La segunda vía radica en utilizar los cultivos de cobertura como una herramienta natural contra las malezas resistentes. En las regiones maiceras y sojeras del Medio Oeste de Estados Unidos, donde malezas como el cáñamo de agua y el amaranto de Palmer son una amenaza creciente, el centeno de invierno ha demostrado ser particularmente eficaz. Una encuesta nacional reveló que más del 91% de los agricultores experimentaron mejoras en el control de malezas con esta práctica. Estudios de la Texas A&M University confirmaron que una capa de mantillo de centeno de invierno de 3.360 kg/ha puede reducir el crecimiento de malezas hasta en un 82%, lo que disminuye significativamente los gastos en herbicidas.

La tercera estrategia se vuelve crucial cuando los precios de los fertilizantes nitrogenados aumentan. Las leguminosas, como tréboles, vezas y guisantes de campo, pueden fijar nitrógeno atmosférico, proporcionando una fuente natural y económica de este nutriente vital. Aunque no eliminan completamente la necesidad de fertilizantes sintéticos, permiten ajustes en las dosis, lo que representa un ahorro considerable. La clave es una selección cuidadosa de las especies, considerando el cultivo principal siguiente y los objetivos económicos.

Finalmente, la compactación del suelo ofrece otra oportunidad de ahorro. Investigaciones de la Universidad Estatal de Ohio mostraron que los cultivos de cobertura son tan efectivos como el subsolado a corto plazo y superiores a largo plazo para mantener el suelo aireado y suelto. Esto se traduce en una reducción significativa de costos operativos, ya que se minimiza el uso de maquinaria pesada, diésel y la depreciación de equipos, al tiempo que se mejora la estructura del suelo y su salud general.

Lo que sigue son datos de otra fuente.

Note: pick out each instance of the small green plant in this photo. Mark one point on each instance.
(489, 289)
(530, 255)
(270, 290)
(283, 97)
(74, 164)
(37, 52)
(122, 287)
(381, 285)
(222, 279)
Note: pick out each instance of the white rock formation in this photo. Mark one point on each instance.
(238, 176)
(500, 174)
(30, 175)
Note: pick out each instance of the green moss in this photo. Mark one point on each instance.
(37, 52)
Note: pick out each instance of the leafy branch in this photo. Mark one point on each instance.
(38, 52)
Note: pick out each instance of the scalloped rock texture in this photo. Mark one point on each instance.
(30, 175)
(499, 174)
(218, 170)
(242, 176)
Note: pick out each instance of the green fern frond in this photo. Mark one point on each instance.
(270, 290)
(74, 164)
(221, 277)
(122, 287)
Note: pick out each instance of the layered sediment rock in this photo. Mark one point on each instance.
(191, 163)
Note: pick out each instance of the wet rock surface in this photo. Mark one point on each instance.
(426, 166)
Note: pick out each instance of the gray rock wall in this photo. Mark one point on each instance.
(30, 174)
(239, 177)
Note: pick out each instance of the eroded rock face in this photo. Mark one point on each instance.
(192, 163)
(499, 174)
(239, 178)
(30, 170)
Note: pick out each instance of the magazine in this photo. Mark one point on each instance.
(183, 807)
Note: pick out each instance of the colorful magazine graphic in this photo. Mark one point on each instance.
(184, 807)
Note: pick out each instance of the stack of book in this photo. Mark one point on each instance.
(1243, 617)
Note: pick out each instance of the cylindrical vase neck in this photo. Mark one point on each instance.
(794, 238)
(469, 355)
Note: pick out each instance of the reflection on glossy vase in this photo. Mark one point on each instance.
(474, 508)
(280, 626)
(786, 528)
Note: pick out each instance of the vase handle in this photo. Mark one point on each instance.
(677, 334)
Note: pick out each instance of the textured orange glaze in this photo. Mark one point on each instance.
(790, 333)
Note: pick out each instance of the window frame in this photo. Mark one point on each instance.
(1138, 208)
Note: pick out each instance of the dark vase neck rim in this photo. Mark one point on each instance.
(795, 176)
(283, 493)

Myers también enfatizó la importancia de los incentivos gubernamentales, que pueden ayudar a compensar los costos iniciales. Para los agricultores sin experiencia, recomienda empezar con sistemas sencillos, como avena o rábano, que se autodestruyen en invierno, o centeno de invierno antes de la soja, que ofrece una ventana de manejo más amplia. La adaptación a las particularidades de cada parcela es fundamental para que los cultivos de cobertura dejen de ser una inversión a largo plazo y se conviertan en una estrategia rentable desde el primer ciclo.

Este reportaje nos invita a reflexionar sobre la importancia de la innovación y la adaptación en la agricultura moderna. En un contexto de crecientes desafíos climáticos y económicos, la capacidad de integrar prácticas sostenibles con modelos de negocio rentables es fundamental. La visión de Rob Myers nos muestra que la sostenibilidad no tiene por qué ser un lujo a largo plazo, sino que puede y debe ser una meta alcanzable y económicamente viable desde el principio. Al adoptar enfoques más holísticos y estratégicos, los agricultores pueden no solo mejorar la salud de sus suelos y el medio ambiente, sino también asegurar un futuro más próspero para sus operaciones.